This is the first collected edition of the letters of Humphry Davy. Davy is a significant figure in both the history of science and literary history. One of the foremost chemists of the early nineteenth century, he was the first person to inhale nitrous oxide. He pioneered electrochemistry, using the Voltaic pile to isolate more chemical elements than any other scientist; and he invented the miners' safety lamp that came to be known as the 'Davy lamp'. His
lectures and papers played a key part in the professionalization of science, in the growth of scientific institutions, and in the emergence of scientific disciplines.
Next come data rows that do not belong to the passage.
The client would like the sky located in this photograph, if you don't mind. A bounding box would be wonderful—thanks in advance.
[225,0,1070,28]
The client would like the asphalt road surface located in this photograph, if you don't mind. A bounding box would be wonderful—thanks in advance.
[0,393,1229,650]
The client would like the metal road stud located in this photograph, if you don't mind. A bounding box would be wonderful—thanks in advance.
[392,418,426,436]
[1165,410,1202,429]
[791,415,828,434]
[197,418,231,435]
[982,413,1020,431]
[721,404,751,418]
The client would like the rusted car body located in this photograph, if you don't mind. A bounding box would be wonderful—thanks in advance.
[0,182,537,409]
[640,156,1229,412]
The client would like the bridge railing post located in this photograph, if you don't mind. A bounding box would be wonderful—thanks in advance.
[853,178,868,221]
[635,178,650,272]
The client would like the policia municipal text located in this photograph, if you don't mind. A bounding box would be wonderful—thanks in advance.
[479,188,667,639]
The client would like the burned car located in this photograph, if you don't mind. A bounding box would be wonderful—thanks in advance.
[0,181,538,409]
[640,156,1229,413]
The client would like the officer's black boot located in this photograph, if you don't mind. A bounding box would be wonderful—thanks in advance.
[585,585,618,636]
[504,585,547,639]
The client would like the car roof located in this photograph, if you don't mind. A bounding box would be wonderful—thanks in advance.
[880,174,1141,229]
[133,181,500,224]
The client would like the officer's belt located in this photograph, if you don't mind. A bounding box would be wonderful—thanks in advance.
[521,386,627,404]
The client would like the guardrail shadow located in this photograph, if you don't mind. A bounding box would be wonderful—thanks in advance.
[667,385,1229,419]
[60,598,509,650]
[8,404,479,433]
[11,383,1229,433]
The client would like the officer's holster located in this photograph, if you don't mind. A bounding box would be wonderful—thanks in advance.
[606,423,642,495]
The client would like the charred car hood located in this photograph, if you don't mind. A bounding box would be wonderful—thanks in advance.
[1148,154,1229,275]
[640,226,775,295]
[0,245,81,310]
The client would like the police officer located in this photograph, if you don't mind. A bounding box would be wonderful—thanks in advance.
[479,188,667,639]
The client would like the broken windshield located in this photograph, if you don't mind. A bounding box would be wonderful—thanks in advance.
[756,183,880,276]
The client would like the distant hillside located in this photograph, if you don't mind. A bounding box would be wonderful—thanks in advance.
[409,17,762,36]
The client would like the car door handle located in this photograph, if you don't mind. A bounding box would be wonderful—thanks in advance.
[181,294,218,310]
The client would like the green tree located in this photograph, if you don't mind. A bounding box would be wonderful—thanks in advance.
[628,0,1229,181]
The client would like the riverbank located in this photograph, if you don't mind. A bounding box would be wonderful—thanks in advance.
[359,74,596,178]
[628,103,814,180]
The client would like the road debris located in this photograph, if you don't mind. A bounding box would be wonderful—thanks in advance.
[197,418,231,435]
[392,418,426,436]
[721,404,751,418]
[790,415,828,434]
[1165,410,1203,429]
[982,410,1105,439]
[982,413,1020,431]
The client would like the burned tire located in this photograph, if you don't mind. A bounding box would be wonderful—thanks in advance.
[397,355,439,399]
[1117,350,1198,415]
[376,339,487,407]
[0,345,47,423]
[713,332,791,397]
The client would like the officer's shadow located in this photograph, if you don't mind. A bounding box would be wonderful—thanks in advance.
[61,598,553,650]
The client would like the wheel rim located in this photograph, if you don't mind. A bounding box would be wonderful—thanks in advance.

He was the protégé of Thomas Beddoes and Joseph Banks, and the mentor of Michael Faraday. He was also a poet, and a friend of poets,
including Wordsworth, Southey, Scott, and Byron.
The edition contains fully annotated transcriptions of correspondence (much previously unpublished) with such figures as Joseph Banks, Thomas Beddoes, Jöns Jacob Berzelius, Samuel Taylor Coleridge, Michael Faraday, Joseph Louis Gay-Lussac, the Herschels, the Marcets, Marc-Auguste Pictet, Nicolas-Théodore de Saussure, James Watt, Josiah Wedgwood, William Hyde Wollaston, and Thomas Young.
The edition throws new light on Davy, on the histories of science and literature, and on the social history of the early nineteenth century. It illuminates scientific controversies over the safety lamp, the Board of Longitude, the Geological Society, and the Royal Society. It offers new perspectives on the 1790s poetry of Wordsworth, Coleridge, and Southey. It illuminates women's literary networks, reveals the links between science and government, and casts light on provincial and dissenting
intellectual networks, among Quakers and Unitarians.